In 2018, he was hired as the new offensive line coach of the Dallas Cowboys. He took over an offensive line with 3 Pro Bowlers in Tyron Smith, Zack Martin and Travis Frederick, plus a rising talent in fourth-year right tackle La'el Collins. Frederick would end up missing the season on injured reserve, after being diagnosed with Guillain–Barré syndrome. Alexander was let go after the first seven games of the season and replaced with assistant offensive line coach Marc Colombo and senior assistant Hudson Houck. It was reported in the media, that the move came about because of the struggles on the offensive line in pass protection and with the new blocking techniques being implemented.

2019 Alexander began consulting for ProCoach.Network and trained first round draft picks Jonah Williams (Alabama drafted by Bengals) and Andre Dillard (Washington State drafted by Eagles). Among his 2019 clients were the Potsdam Royals (Germany), Penn State University along with various college and high school football teams. Alexander is a regular guest on SiriusXM NFL Channel.

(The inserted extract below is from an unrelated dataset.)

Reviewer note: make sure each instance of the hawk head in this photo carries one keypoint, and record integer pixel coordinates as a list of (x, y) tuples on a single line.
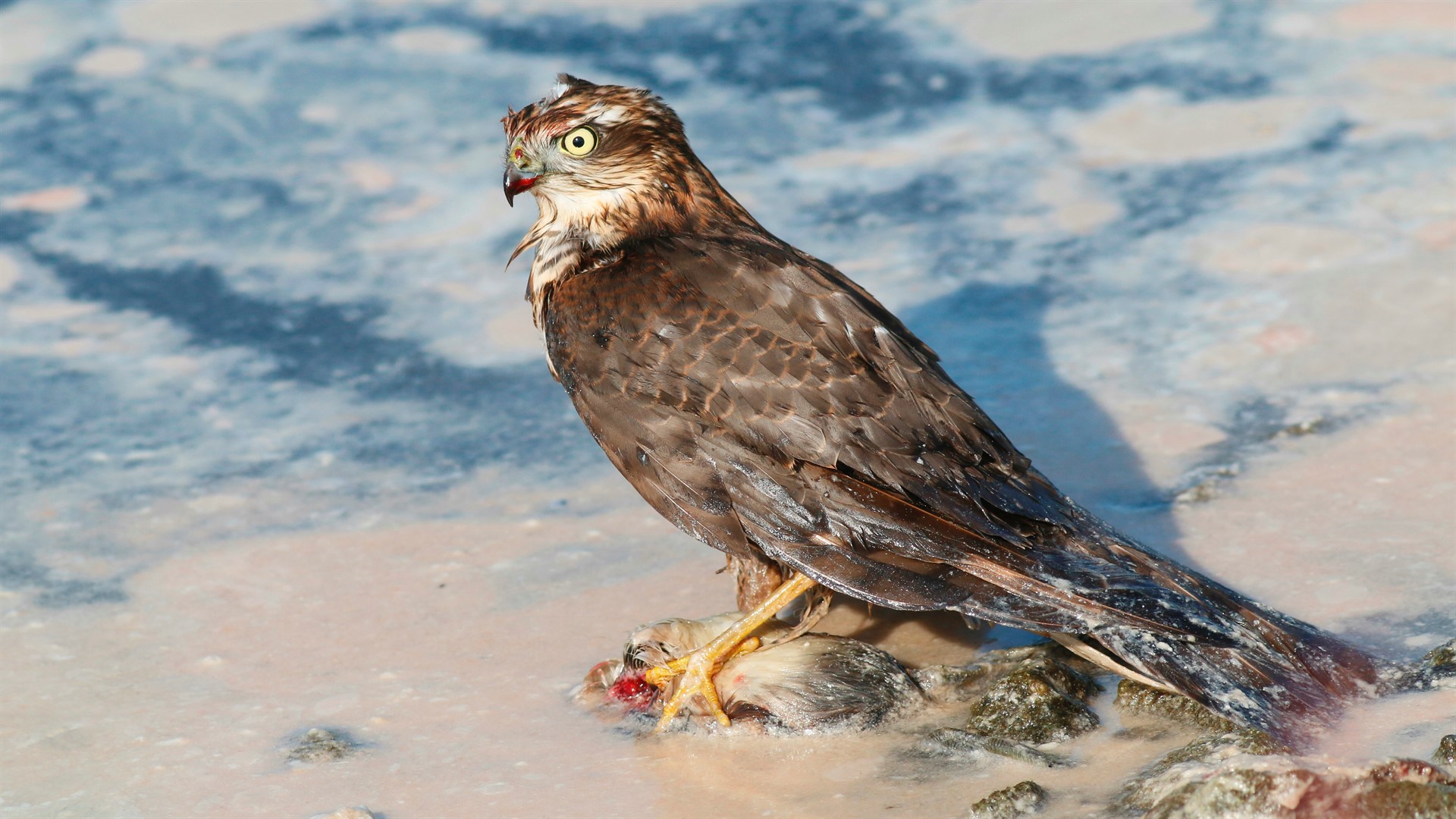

In December 2022 the Dresden Monarchs of the German Football League announced that Paul Alexander will take over as head coach in March 2023 for the upcoming season. The 2023 season final record was 13-3 overall with the offense scoring an average of 40.1 points and 446 yards per game.

==Musician, author and speaker ==

In 2006, Alexander began piano lessons at the College Conservatory, University of Cincinnati along with his daughter as a father-daughter activity. The experience developed into Alexander becoming an accomplished pianist and author of the book "Perform … an NFL Coach Trains with a Concert Pianist" (a Journey for athletes, musicians, teachers and coaches) where he parallels the traits of elite performance between athletes and performing artists. In 2014, Alexander conducted Hamilton Fairfield Symphony Orchestra in Mozart's Eine Kleine Nachtmuzik. Alexander speaks extensively on elite performance throughout North America and Europe.